PASADENA, CA — Five of the top gubernatorial candidates introduced themselves to the Asian American community.
“This great state was built by the Chinese, built by the Filipinos and Japanese that came here and helped make this great state,” said former Los Angeles Mayor Antonio Villaraigosa. “I couldn’t be prouder to be here because my grandfather came here as well, he came here with a shirt on his back and dream.”
The debate hosted by the Center for Asian Americans United for Self Empowerment or CAUSE, focused on some of the biggest issues that affect California’s fast-growing Asian American community.
“This os our space to show the world that we are here, and our community is growing in power our voice and our vote counts. We’re making history tonight,” said exec director Kim Yamasaki.
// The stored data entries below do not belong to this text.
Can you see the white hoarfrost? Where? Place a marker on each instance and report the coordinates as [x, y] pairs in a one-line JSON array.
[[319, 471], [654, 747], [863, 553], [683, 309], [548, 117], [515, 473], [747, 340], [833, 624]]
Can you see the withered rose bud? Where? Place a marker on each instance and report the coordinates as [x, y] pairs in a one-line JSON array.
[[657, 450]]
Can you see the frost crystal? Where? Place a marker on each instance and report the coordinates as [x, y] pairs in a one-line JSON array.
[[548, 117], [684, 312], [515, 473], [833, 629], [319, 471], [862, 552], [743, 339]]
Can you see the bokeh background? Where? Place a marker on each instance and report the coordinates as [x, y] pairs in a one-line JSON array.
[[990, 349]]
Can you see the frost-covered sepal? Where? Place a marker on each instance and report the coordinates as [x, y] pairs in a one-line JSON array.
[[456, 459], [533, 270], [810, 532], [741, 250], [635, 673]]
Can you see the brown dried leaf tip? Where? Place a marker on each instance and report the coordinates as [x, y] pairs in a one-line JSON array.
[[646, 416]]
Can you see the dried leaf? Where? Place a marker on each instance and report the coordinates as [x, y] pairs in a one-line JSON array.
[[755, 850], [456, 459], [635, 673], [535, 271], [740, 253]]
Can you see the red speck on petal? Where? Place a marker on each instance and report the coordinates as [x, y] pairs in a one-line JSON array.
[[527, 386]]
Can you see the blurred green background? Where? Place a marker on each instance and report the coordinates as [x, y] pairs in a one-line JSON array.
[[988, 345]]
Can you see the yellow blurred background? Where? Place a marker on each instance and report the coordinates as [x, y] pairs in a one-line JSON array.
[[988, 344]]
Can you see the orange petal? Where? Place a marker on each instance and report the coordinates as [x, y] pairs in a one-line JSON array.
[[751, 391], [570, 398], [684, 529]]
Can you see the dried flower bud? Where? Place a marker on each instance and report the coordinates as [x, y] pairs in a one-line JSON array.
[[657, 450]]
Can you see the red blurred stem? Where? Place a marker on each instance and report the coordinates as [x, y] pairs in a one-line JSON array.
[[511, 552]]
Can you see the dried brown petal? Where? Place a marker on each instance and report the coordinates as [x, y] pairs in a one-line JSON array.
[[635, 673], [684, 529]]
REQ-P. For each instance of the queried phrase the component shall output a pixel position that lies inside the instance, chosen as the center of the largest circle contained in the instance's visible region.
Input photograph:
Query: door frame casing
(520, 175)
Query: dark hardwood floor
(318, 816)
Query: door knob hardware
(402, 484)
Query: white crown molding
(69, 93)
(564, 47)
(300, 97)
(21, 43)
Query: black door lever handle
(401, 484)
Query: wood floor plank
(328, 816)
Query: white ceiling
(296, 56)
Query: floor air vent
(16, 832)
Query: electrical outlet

While former San Francisco Mayor Gavin Newsom, who leads in current polls and in fundraising, declined to participate.
Three Democrats and two Republicans shared their thoughts on topics, from voting to education, the economy and immigration.
“The Asian Pacific Islander community has the opportunity this election and going forward, to make a profound difference in the governance of our democracy this state is comprised by 16 percent asians. We’re transforming the electoral state,” said John Chiang, State Treasurer.
“It’s time we have universal preschool, K-12, needs to be properly funded,” said Delaine
“I’m watching as the politicians are destroying opportunity in this state this state has the highest tax rate in the county, the worst business climate,” said John Cox.
“In my first 100 days in office, reverse the illegal sanctuary state. I am the only conservative in the rice the only Republican in the race,” said Travis Allen.
While many of the supporters came out to cheer for their candidate, Filipino American community leaders were among those tuned into the debate.
“We’ve never had our stake at the table in a race like this,” said Melissa Ramosso. “Now we do so we are taking every opportunity to hold our leaders accountable and know the issues that are important to us.
“It’s a very exciting event, and it’s also showing finally Asian Americans are being counted and making a difference,” said Malou Mariano.
Under California’s top two system, the top two candidates in the June primary will advance to the November ballot.
While the debate hopes to empower the Asian American community, the last day to register to vote in the June primary is May 21st.